Jakarta -- Mahkamah Konstitusi (MK) telah mengeluarkan Putusan Nomor 135/PUU-XXII/2024 yang menetapkan perubahan fundamental dalam sistem pemilihan umum Indonesia. Putusan ini mengharuskan pemisahan penyelenggaraan Pemilu Nasional dan Pemilu Daerah mulai tahun 2029.
Keputusan ini lahir dari evaluasi terhadap Pemilu Serentak lima kotak pada 2019 dan 2024 yang dinilai telah menimbulkan kompleksitas tinggi, membebani pemilih dan penyelenggara, bahkan menyebabkan jatuhnya korban jiwa di kalangan petugas, sehingga berdampak pada kualitas demokrasi.
MK mengabulkan sebagian permohonan yang diajukan oleh Yayasan Perkumpulan untuk Pemilu dan Demokrasi (Perludem). Dengan putusan ini, MK memberikan tafsir bersyarat (conditionally constitutional) terhadap Pasal 167 ayat (3), Pasal 347 ayat (1) UU No. 7 Tahun 2017, serta Pasal 3 ayat (1) UU No. 8 Tahun 2015
Secara ringkas, format pemilu ke depan akan dipisahkan menjadi dua fase:
1. Pemilu Serentak Nasional: Memilih Presiden/Wakil Presiden, anggota DPR, dan anggota DPD.
2. Pemilu Serentak Daerah: Memilih kepala daerah (Gubernur, Bupati, Walikota) dan anggota DPRD.

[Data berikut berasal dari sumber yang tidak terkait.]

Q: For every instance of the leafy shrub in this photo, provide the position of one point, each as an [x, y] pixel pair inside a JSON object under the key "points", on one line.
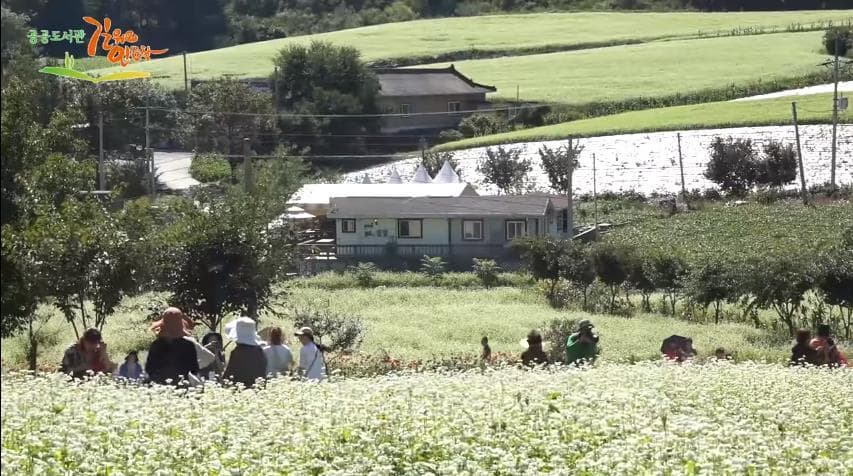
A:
{"points": [[450, 135], [477, 125], [779, 165], [505, 169], [433, 267], [364, 274], [611, 267], [733, 165], [338, 332], [487, 270], [845, 36], [210, 167]]}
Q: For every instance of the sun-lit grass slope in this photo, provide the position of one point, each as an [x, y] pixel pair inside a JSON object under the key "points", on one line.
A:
{"points": [[654, 69], [499, 32], [812, 109], [615, 420], [750, 230], [425, 322]]}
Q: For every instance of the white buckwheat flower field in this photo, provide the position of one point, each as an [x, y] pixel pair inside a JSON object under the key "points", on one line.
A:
{"points": [[649, 418]]}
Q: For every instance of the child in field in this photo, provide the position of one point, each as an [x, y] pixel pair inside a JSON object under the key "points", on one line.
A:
{"points": [[486, 355], [131, 369]]}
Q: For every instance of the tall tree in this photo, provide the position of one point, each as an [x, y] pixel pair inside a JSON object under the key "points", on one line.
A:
{"points": [[324, 79]]}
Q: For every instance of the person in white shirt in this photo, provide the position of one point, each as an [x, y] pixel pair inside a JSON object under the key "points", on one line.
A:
{"points": [[279, 357], [312, 362]]}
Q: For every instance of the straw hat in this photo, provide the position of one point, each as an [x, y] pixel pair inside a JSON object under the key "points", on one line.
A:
{"points": [[243, 331]]}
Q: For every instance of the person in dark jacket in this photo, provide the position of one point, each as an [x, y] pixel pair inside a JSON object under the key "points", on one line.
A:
{"points": [[802, 353], [534, 355], [172, 359], [247, 362]]}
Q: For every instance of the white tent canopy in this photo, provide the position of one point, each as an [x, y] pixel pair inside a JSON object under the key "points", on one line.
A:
{"points": [[394, 177], [446, 174], [421, 176]]}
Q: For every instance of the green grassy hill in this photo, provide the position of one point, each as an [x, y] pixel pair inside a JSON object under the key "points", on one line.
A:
{"points": [[504, 33], [814, 109], [656, 69]]}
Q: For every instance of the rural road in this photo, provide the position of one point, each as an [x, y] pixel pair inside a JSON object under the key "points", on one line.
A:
{"points": [[173, 170], [843, 87]]}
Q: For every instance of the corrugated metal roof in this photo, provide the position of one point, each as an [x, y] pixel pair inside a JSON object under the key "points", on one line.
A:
{"points": [[321, 193], [426, 82], [440, 207]]}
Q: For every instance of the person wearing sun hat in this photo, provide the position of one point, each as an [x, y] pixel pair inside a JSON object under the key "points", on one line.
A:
{"points": [[247, 362], [582, 346], [312, 362], [172, 358]]}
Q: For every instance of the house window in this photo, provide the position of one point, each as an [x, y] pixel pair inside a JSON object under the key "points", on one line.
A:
{"points": [[515, 229], [472, 229], [409, 228]]}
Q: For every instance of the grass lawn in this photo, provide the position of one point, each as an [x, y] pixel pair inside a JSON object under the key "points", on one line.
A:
{"points": [[655, 69], [419, 323], [812, 109], [742, 231], [499, 32]]}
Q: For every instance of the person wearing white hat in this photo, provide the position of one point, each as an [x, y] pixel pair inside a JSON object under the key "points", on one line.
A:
{"points": [[247, 362], [312, 362]]}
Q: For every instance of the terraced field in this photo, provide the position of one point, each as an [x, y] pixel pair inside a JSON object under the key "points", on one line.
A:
{"points": [[429, 40]]}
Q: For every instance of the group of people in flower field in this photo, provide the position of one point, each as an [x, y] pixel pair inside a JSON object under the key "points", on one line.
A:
{"points": [[582, 348], [175, 357]]}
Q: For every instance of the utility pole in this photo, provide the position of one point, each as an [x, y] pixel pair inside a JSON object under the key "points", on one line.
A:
{"points": [[594, 198], [570, 219], [681, 167], [248, 173], [799, 154], [186, 82], [102, 177], [152, 177], [834, 111]]}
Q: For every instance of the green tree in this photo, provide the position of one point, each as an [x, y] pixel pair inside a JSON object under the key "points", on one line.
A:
{"points": [[505, 169], [779, 165], [556, 164], [733, 165], [434, 160], [667, 272], [780, 283], [611, 267], [225, 112], [711, 284], [324, 79]]}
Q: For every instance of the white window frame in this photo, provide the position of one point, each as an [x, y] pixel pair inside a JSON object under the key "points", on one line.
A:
{"points": [[507, 224], [410, 236], [465, 235]]}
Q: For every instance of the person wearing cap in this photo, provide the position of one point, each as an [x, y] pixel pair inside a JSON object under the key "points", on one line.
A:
{"points": [[247, 362], [534, 355], [172, 358], [279, 356], [582, 346], [826, 351], [87, 355], [312, 362]]}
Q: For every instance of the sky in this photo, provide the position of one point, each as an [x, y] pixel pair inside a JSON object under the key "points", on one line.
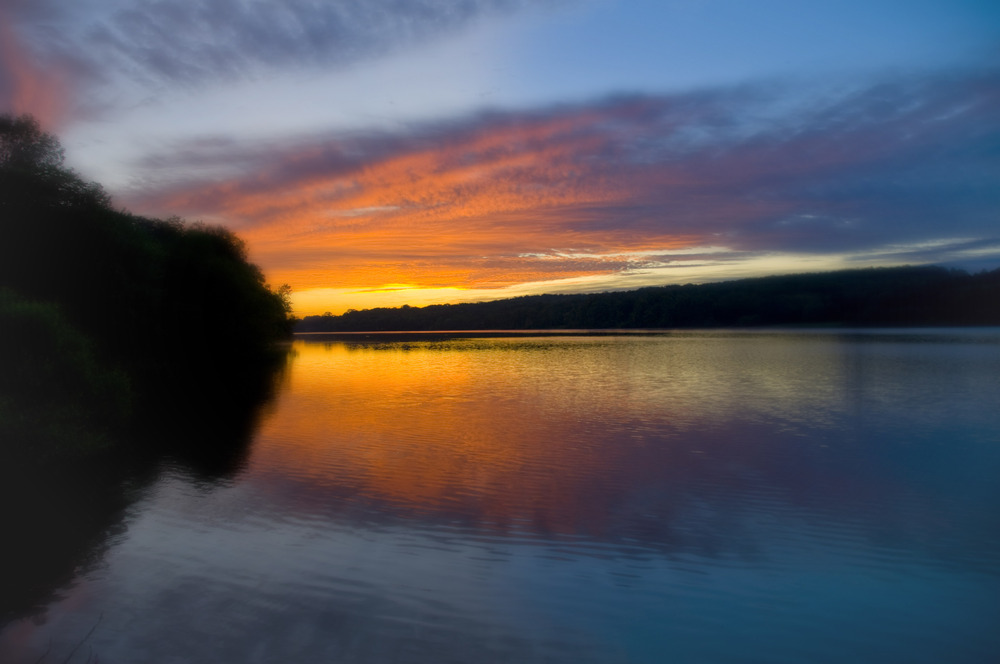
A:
{"points": [[393, 152]]}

Kedua fase pemungutan suara ini harus diselenggarakan dengan jeda waktu minimal dua tahun dan maksimal dua tahun enam bulan setelah pelantikan.
Kontroversi Kewenangan MK
Meskipun bertujuan meringankan beban teknis penyelenggaraan pemilu, putusan ini memicu perdebatan di kalangan akademisi hukum tata negara. MK dinilai telah melampaui fungsinya sebagai negative legislator (membatalkan norma yang bertentangan dengan UUD) dan justru bertindak sebagai positive legislator (menciptakan norma baru).
Kritik juga datang dari perspektif agama dan konstitusi (Fiqh Siyasah Dusturiyah), di mana putusan tersebut perlu diuji secara kritis agar tidak menimbulkan kerusakan (mafsadah) yang lebih besar daripada manfaat (maslahat) yang dituju. Putusan ini harus berlandaskan pada keadilan substantif (al-'adl) dan kemaslahatan publik, bukan semata-mata alasan administratif.
Putusan MK ini bersifat final dan mengikat, sehingga pembentuk undang-undang wajib segera melakukan revisi terhadap UU Pemilu dan UU Pilkada agar selaras dengan tafsir konstitusional baru tersebut. Perubahan ini menandai arah baru konsolidasi demokrasi di Indonesia.